A robot made at Stanford University in California is jumping down to wrecks and depressed planes such that people can’t. Known as OceanOneK, the robot permits its administrators to feel like they’re submerged wayfarers, as well.
OceanOneK looks like a human jumper from the front, with arms and hands and eyes that have a 3D vision, catching the submerged world in full tone.

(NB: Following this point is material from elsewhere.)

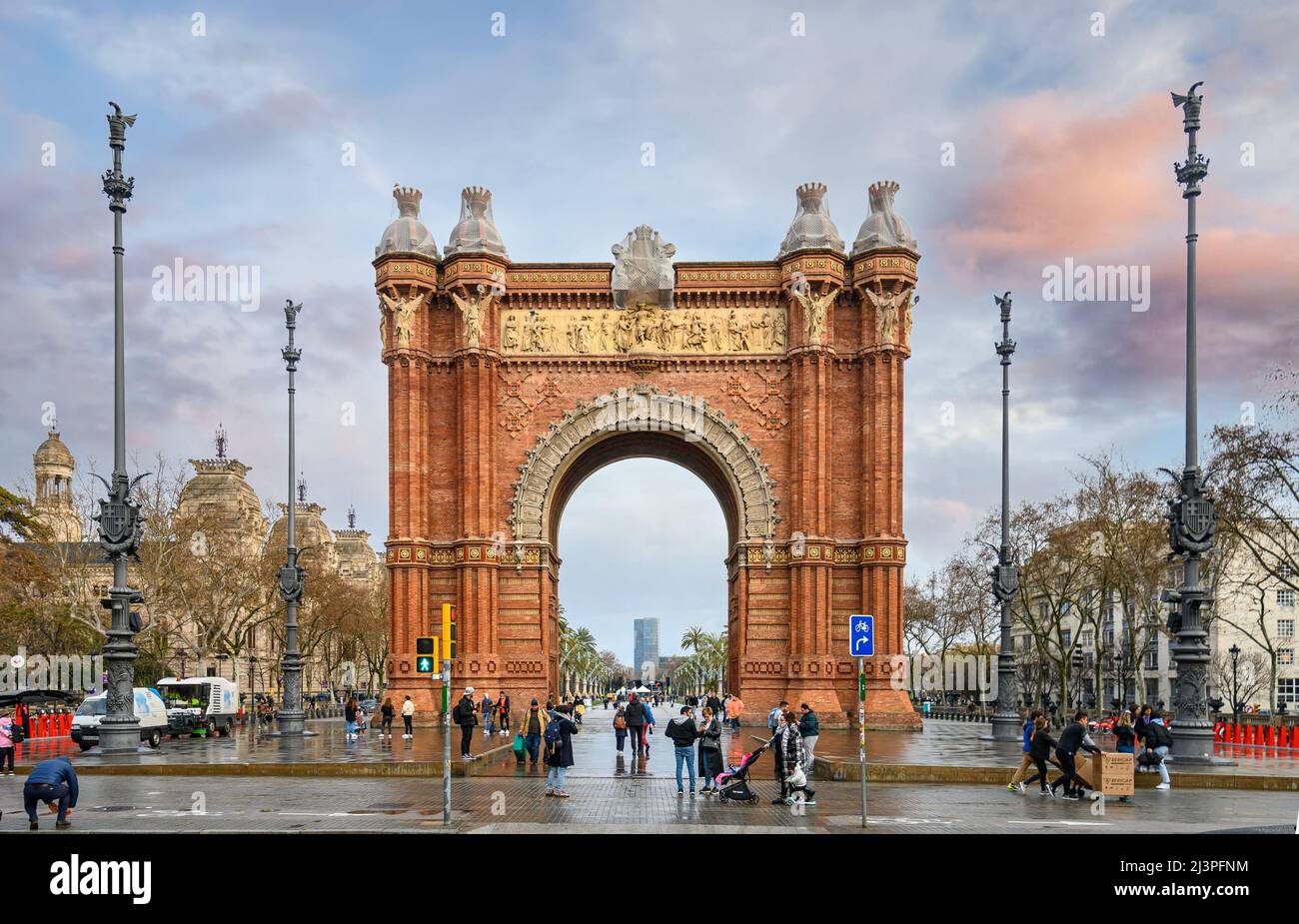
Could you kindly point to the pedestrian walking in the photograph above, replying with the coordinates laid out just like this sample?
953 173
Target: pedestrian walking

The rear of the robot has PCs and eight multidirectional engines that assist it with cautiously moving the locales of delicate submerged ships.
Robot Invented to Move Submerged Ships
At the point when an administrator at the sea’s surface purposes controls to coordinate OceanOneK, the robot’s haptic (contact-based) criticism framework makes the individual feel the water’s opposition as well as the forms of relics.

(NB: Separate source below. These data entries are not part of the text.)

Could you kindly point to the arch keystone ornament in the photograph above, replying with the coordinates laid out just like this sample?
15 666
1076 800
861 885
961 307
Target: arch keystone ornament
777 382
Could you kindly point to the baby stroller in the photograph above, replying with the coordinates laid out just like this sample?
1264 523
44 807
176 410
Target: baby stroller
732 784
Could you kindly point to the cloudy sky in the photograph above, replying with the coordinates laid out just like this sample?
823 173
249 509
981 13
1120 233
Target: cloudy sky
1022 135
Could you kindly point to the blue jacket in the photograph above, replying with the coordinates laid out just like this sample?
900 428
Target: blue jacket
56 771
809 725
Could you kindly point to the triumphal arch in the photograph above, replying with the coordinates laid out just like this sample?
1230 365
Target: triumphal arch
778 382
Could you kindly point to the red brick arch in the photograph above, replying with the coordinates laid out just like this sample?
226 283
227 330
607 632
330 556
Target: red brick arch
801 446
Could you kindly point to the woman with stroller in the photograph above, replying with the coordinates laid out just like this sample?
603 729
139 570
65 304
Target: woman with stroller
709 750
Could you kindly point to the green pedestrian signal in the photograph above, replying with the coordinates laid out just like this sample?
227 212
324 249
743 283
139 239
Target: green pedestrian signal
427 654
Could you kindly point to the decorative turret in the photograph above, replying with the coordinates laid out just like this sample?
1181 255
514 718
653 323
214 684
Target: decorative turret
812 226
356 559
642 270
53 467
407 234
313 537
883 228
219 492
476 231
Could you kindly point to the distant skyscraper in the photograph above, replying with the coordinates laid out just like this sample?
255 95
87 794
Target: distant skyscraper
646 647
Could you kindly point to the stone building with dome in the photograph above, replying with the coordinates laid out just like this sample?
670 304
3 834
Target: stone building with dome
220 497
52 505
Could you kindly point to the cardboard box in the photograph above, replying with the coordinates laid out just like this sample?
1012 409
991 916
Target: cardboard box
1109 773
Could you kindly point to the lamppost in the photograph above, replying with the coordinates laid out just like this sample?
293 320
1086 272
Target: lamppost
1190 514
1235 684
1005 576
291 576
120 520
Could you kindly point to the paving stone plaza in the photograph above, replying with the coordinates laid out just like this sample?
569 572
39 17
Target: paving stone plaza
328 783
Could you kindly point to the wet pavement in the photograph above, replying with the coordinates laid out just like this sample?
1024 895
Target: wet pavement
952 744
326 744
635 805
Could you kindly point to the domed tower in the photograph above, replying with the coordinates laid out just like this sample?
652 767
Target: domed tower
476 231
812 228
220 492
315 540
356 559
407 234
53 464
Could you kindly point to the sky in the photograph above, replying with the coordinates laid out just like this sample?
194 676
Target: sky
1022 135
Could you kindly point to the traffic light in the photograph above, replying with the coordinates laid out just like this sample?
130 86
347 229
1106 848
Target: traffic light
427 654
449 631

OceanOneK’s sensible sight and contact capacities are sufficient to cause individuals to feel like they’re jumping down to the profundities without the risks or colossal submerged pressure, that a human jumper would insight.

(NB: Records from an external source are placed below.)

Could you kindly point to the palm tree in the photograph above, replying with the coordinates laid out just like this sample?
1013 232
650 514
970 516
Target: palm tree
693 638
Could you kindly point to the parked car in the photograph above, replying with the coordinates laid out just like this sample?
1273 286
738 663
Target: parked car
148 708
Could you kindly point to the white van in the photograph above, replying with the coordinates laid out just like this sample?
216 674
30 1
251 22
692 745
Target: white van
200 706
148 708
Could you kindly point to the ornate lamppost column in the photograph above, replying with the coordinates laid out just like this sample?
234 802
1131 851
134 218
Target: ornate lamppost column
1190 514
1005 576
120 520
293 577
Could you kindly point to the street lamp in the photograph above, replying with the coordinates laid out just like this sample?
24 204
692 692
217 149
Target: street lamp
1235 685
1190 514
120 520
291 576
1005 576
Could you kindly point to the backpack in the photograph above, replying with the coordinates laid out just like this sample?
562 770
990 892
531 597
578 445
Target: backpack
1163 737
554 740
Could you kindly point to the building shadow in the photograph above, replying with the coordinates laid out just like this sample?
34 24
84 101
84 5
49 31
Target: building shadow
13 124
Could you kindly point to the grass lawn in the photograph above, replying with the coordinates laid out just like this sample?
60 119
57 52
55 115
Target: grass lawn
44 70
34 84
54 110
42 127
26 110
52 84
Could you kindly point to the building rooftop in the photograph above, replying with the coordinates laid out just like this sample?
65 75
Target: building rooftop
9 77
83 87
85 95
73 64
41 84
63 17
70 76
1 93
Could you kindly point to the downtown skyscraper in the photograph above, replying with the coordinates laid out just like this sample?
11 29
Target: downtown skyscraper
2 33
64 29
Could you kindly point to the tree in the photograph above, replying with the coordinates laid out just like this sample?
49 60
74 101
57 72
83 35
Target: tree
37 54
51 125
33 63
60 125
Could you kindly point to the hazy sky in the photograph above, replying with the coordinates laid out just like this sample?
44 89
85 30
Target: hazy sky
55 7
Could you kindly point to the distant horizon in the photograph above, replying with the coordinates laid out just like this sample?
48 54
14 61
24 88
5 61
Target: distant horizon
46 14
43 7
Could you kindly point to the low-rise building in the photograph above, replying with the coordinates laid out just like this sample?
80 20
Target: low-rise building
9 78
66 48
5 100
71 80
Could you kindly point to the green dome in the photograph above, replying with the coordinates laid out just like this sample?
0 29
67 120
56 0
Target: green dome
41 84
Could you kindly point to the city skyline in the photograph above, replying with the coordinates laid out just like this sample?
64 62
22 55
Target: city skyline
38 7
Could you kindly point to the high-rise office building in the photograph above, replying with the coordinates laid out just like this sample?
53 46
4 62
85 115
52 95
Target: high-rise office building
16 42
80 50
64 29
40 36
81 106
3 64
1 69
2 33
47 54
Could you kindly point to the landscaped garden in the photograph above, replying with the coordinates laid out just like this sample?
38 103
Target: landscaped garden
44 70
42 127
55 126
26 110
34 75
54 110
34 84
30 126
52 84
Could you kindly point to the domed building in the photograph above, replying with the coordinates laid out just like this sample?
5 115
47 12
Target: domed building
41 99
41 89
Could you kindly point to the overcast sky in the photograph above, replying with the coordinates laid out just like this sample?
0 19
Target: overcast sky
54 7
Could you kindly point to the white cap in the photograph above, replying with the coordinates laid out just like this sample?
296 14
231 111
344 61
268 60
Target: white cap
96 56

- The new underwater robot was found in California.
- It was designed to move the submerged ships underwater.
- This robot can reach the deep that man cannot reach.
Stanford University roboticist Oussama Khatib and his understudies collaborated with remote ocean archeologists and started sending the robot to make a plunge in September. The group just completed one more submerged endeavor in July.
“You are moving exceptionally near this astounding construction, and something unbelievable happens when you contact it: You feel it,”
said Khatib, the Weichai Professor in Stanford’s School of Engineering and overseer of the Stanford Robotics Lab.